The flawed logic of understanding the killing of a man as a penalty, while a penalty in modern understanding is not to rebalance a cosmic scales by a principle of "an eye for an eye", but is understood as a sanction by which the behavior of the deliquent is to be influenced and changed (for which it is a precondition that he continues to live), would be a topic for itself. Also where longterm jail sentence fit into this description.
However, let's ignore that debate. This is the story:
http://medicine.plosjournals.org/per...l.pmed.0040156
Quote:
We were able to analyze only a limited number of executions. However, our findings suggest that current lethal injection protocols may not reliably effect death through the mechanisms intended, indicating a failure of design and implementation.

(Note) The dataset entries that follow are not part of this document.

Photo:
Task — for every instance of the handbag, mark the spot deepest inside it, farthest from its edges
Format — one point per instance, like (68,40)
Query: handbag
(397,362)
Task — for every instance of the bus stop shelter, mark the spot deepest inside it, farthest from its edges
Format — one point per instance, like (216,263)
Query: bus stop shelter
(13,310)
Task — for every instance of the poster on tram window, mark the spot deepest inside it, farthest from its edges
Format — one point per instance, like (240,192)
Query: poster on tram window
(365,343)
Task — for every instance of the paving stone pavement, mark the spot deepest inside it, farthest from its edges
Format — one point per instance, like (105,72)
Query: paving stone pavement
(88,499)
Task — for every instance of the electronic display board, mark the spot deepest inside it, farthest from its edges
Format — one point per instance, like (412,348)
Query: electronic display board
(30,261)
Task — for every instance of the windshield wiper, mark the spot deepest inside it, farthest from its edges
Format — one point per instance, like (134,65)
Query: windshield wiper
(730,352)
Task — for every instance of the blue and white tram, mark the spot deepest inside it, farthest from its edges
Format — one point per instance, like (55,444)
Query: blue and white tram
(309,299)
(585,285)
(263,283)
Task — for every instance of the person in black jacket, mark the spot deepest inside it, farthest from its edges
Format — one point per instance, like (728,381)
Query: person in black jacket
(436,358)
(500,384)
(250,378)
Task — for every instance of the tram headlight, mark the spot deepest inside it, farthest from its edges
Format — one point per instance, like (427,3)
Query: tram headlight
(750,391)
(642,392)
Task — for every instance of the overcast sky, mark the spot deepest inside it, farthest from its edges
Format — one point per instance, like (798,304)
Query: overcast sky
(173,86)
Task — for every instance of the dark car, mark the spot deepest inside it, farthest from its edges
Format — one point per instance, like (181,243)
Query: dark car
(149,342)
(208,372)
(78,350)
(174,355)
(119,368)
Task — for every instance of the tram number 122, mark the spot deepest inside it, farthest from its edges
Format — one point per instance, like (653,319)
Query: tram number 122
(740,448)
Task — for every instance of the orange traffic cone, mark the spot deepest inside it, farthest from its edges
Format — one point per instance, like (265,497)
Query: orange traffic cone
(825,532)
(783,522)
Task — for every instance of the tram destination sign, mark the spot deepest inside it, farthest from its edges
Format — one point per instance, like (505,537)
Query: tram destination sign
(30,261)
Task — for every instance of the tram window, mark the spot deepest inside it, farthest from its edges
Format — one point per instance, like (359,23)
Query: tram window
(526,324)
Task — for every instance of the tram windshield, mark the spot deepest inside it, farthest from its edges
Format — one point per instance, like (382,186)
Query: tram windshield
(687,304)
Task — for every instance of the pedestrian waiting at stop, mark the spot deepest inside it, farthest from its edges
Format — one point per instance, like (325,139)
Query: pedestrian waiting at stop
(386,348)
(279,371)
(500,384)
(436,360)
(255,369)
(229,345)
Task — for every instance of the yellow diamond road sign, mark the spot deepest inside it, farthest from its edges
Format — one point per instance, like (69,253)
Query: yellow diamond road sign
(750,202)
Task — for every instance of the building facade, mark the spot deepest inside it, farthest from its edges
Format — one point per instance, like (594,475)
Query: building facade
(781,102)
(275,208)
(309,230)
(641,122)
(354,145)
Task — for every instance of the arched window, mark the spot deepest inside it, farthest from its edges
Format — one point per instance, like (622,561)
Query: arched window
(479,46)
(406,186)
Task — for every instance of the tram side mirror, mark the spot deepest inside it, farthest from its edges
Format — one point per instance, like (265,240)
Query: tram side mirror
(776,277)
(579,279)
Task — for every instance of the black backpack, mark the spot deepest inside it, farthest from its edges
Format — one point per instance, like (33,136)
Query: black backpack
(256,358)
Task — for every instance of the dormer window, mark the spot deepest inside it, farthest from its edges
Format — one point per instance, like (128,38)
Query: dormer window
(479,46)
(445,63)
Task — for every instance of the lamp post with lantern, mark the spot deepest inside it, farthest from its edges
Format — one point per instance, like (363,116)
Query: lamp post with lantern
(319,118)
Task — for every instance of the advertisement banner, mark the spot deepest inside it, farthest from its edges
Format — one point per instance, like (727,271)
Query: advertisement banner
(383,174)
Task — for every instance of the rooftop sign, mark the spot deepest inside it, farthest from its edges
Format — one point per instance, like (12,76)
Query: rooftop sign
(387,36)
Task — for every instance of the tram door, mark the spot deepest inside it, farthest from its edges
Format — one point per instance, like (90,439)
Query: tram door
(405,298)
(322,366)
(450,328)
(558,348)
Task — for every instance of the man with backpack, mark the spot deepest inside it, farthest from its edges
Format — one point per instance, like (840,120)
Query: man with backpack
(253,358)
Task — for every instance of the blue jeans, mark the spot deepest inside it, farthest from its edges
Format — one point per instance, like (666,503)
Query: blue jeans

If thiopental and potassium chloride fail to cause anesthesia and cardiac arrest, potentially aware inmates could die through pancuronium-induced asphyxiation. Thus the conventional view of lethal injection leading to an invariably peaceful and painless death is questionable.
|
Now what the the eigth amendment has to say on cruel punishment:
http://en.wikipedia.org/wiki/Eighth_...s_Constitution
Quote:
In Furman v. Georgia (1972), Justice Brennan wrote, "There are, then, four principles by which we may determine whether a particular punishment is 'cruel and unusual'."- The "essential predicate" is "that a punishment must not by its severity be degrading to human dignity," especially torture.
- "A severe punishment that is obviously inflicted in wholly arbitrary fashion."
- "A severe punishment that is clearly and totally rejected throughout society."
- "A severe punishment that is patently unnecessary."
Continuing, he wrote that he expected that no state would pass a law obviously violating any one of these principles, so court decisions regarding the Eighth Amendment would involve a "cumulative" analysis of the implication of each of the four principles.